A Relational Psychologist comes from a psychoanalytic perspective, meaning that he or she is an expert at using the therapeutic relationship to understand clients and help them bring about changes in personality that go beyond changing symptoms to actually understanding, changing, expanding, and developing how your mind works and how that plays out in the development of your person and your interpersonal-relationships. The interpersonal aspects that develop in each therapeutic relationship will resemble, to some degree, similar dynamics that you find in your everyday relationships. A skilled relational psychologist uses these similarities to guide clients to insight about themselves and their roles in the circumstances and quality of their everyday lives.
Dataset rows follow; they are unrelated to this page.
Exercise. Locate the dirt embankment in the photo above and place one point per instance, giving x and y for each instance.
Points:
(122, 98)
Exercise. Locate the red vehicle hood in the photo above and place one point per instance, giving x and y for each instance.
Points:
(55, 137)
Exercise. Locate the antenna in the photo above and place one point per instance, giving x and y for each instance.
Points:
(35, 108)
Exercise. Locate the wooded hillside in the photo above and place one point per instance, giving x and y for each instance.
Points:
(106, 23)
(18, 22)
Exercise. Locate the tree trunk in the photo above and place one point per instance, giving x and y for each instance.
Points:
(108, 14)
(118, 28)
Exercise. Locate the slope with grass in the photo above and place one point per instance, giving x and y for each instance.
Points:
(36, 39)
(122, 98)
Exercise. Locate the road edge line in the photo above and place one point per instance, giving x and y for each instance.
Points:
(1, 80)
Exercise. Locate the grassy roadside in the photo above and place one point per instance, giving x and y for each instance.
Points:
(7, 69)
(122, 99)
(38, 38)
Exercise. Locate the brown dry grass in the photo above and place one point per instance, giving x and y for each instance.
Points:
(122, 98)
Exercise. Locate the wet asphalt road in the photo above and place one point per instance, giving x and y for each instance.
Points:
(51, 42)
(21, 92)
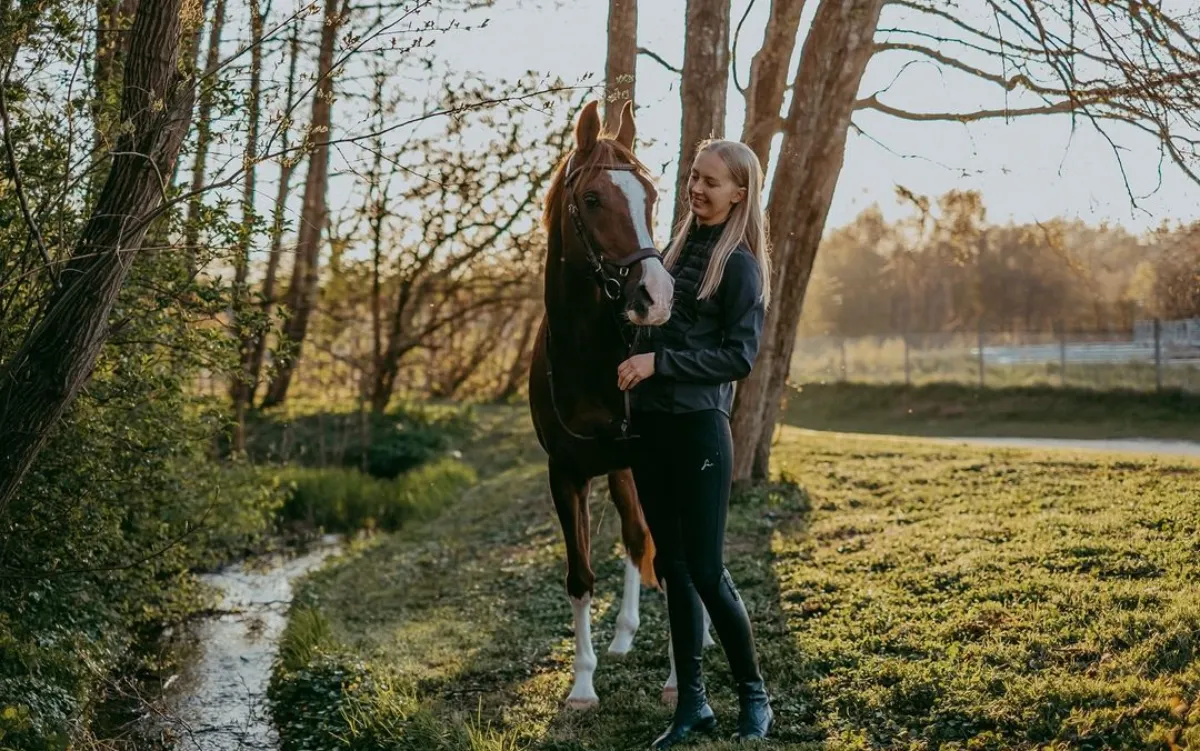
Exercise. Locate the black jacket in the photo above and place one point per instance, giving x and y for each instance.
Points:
(707, 344)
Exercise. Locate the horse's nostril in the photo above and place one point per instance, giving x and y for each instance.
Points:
(643, 295)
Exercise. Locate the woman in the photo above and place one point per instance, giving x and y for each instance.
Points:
(683, 391)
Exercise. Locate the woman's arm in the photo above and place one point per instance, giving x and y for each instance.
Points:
(743, 313)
I believe that healing and growth take place in psychotherapy through the activation of a special kind of relationship. What is special, actually, is the type of space that we will create around your words and our interactions. It is a space where feelings can be understood and old pains can be safely felt and transformed into personal meaning and empowerment. The therapeutic alliance often feels like a special kind of relationship because the space can feel intimate and productive in creative ways that you may not have yet imagined. It is a co-creative space in which you and your therapist can recognize your contributions to the healing process as well as your vitality and your contributions to relationships outside the treatment as well.
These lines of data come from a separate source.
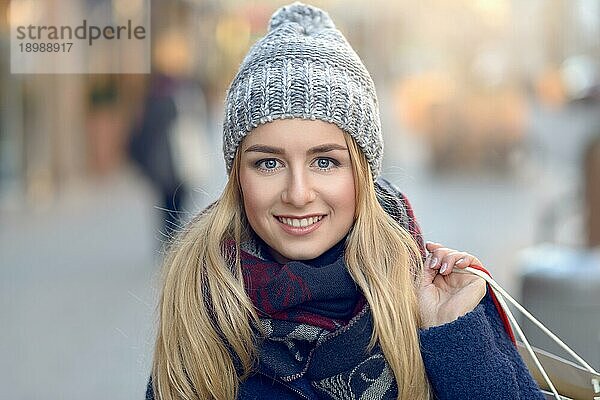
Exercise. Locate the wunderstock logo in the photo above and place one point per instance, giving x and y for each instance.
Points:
(79, 36)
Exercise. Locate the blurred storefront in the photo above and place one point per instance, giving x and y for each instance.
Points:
(460, 76)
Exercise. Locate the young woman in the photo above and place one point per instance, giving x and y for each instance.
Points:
(306, 279)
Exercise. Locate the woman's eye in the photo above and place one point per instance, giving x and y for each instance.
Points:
(267, 164)
(326, 163)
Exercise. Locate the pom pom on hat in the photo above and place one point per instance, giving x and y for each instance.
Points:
(311, 19)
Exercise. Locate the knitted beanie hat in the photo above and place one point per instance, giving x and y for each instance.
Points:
(303, 68)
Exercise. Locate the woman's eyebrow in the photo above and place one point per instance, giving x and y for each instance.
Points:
(261, 148)
(323, 148)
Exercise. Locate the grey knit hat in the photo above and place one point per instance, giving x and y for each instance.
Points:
(303, 68)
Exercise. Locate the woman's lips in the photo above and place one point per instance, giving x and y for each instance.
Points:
(299, 230)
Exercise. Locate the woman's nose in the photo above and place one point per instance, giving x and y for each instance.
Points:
(298, 190)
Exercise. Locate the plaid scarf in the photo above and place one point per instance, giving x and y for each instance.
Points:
(318, 292)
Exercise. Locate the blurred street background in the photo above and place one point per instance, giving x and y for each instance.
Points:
(491, 120)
The effect of such therapy can be profound, helping you discover and develop your own internal resources for approaching problems and difficult emotions in a different, more workable way. For many people, they start to recognize a safe interior space from which they gain a more helpful perspective over the "fray" of everyday challenges. Over time, your success here will lead to success at reaching inward and outward in kinder, stronger and more helpful ways for yourself and others.
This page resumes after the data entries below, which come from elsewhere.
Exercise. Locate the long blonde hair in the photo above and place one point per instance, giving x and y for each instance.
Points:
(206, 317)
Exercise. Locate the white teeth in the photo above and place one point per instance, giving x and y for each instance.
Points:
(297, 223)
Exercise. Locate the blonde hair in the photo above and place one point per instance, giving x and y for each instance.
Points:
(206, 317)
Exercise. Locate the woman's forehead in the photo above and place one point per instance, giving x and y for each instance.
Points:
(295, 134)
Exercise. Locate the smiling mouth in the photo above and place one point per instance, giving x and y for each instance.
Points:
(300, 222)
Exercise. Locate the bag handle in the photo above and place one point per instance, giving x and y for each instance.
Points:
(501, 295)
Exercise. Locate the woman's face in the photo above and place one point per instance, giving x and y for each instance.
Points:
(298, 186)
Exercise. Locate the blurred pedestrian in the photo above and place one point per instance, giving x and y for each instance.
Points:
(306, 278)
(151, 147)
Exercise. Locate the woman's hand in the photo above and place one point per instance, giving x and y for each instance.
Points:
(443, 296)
More details of the elements and results of the therapeutic process can be found under several items listed on the Common Questions page.

Anxiety & Depression

Today, there is a lot of quality information available on the web regarding the experience of Anxiety and Depression. Don't be fooled, however, into thinking that science has these problems dialed in. These terms are imprecise efforts to address painful aspects of our human experience. A smorgasbord of other challenges and sufferings go along with them (addictions, physical syndromes and symptoms, relationship patterns...) and it is often difficult to know which should be addressed first. For the purpose of my psychological work I find it helpful to keep my perspective simple and open to understanding your specific experience. Anxiety is commonly understood as inhibited creative potential and Depression as constricted emotion. I approach each new person prayerfully, with an attitude of "beginners mind," as I try to understand the pain and especially the person and what it takes for him or her to thrive. Therapy often involves discussions that free up our inhibitions and constrictions and allow our life energy to flow again.